Eram ações espetacularizadas. Assistencialismo praticado por terceiros mas que, depois, levavam a assinatura do suposto benfeitor. Peregrinações tendenciosas, feitas para alimentar a promoção pessoal às custas dos mais necessitados. Ações que produzem o mais apaixonado louvor ao "benfeitor" da ocasião, embora os resultados dessa "admirável caridade" sejam baixíssimos, sem tirar os pobres da inferioridade social, mesmo quando parcialmente realizam alguma relativa emancipação financeira.

O mais sutil, e isso os militares e os grandes empresários de mídia já previam, é que essa "caridade" renderia debates e conflitos, porque os beatos do suposto benfeitor ficam defendendo ele o tempo todo, usando apenas os pobres como "gancho", como que numa operação de sequestro, quando se usa a vida do refém para tentar proteger e favorecer o sequestrador.

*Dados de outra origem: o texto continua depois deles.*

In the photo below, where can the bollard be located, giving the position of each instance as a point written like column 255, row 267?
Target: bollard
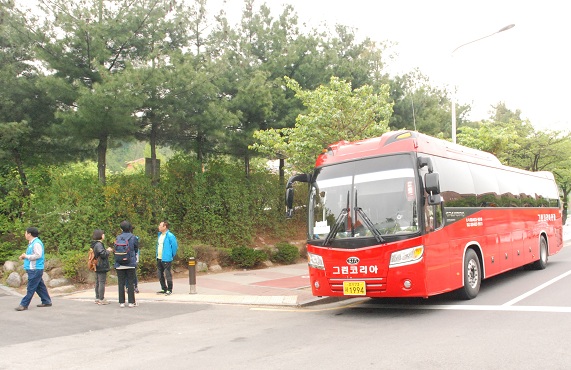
column 192, row 275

Supostas caridades como as de Chico Xavier e Luciano Huck, feitas por elites em geral querendo forçar o bom-mocismo, trazem baixos resultados sociais. Elas não rompem com as desigualdades sociais, porque mantém intatos os privilégios dos mais ricos, que apenas cedem uma parcela inexpressiva de seu patrimônio para tentar promover uma imagem positiva na sociedade.

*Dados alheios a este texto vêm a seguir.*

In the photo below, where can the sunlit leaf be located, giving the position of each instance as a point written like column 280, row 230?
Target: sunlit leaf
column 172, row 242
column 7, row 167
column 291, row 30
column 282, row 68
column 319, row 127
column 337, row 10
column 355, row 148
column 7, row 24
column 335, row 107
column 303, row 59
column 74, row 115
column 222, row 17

Isso tudo blinda Chico Xavier e faz com que nenhuma ação possa contradizer sua trajetória ou anular sua idolatria. A recente "concessão" dos chiquistas, que agora definem Chico Xavier como "endividado" e "imperfeito", cuja "missão" havia sido "enfrentar provas na vida", nada adianta para abafar sua imagem idealizada, como "fada-madrinha do mundo real", como também não traz coisa alguma de realista, antes dando um verniz politicamente correto às fantasias em torno do "médium".

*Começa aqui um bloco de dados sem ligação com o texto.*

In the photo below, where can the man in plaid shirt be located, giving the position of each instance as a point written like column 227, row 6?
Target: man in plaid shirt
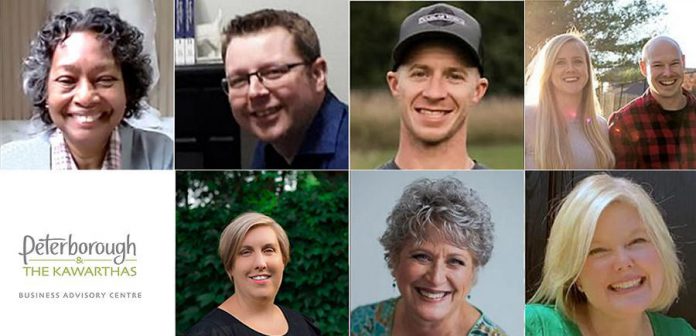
column 658, row 129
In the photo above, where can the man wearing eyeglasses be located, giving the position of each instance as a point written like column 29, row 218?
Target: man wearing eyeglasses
column 276, row 85
column 437, row 79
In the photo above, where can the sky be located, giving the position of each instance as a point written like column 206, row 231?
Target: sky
column 681, row 25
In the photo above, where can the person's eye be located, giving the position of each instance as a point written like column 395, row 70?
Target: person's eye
column 106, row 81
column 245, row 252
column 421, row 257
column 597, row 250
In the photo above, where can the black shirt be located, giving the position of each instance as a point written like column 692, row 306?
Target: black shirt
column 220, row 323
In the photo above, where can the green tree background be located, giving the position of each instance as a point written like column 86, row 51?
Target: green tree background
column 374, row 30
column 615, row 32
column 313, row 209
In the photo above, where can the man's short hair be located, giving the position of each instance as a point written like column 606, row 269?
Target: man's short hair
column 305, row 38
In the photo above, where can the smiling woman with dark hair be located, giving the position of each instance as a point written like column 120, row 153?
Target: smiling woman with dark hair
column 85, row 74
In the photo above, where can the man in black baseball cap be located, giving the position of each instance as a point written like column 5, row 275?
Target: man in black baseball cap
column 437, row 78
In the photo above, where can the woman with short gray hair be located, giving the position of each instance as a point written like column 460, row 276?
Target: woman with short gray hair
column 438, row 235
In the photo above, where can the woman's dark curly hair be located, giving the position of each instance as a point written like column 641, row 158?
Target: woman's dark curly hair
column 124, row 40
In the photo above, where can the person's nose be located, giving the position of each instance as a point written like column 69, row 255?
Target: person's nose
column 435, row 88
column 667, row 71
column 256, row 87
column 85, row 94
column 623, row 259
column 436, row 273
column 260, row 261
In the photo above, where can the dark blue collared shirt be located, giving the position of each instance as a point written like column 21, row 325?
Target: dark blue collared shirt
column 325, row 145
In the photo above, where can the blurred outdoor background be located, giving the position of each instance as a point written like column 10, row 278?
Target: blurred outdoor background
column 312, row 207
column 615, row 32
column 495, row 126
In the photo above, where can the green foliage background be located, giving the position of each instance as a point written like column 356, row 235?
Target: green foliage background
column 374, row 30
column 313, row 209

Afinal, essas atitudes de transformar Chico Xavier em alguém "gente como a gente" são só uma "carteirada" por baixo, que não exercem compromisso algum com a Verdade, que em muitos momentos é bastante dolorosa.

Os chiquistas, embora reneguem no discurso, a ideia de "donos da verdade" ("ninguém é dono da verdade", dizem, com estranho alarde), tratam Chico Xavier como seu dono, porque para eles não há questionamento que possa contrariar seu ídolo religioso. As virtudes humanas foram "privatizadas" por Chico Xavier, enquanto o ódio tornou-se um "patrimônio público", dentro desse país de Bolsonaros, milícias e bolsomínions, além de chiquistas que, quando podem, são também odiosos.

Se for pela Verdade e pela Razão, veremos que Chico Xavier era, na verdade, deplorável e desprezível, como um fraudador literário, como um mistificador, um católico medieval e um reacionário severo, além de ter sido um grande charlatão. Fatos confirmam isso, para desespero dos chiquistas, mesmo os "isentos". A Verdade machuca e, muitas vezes, traz coisas desagradáveis.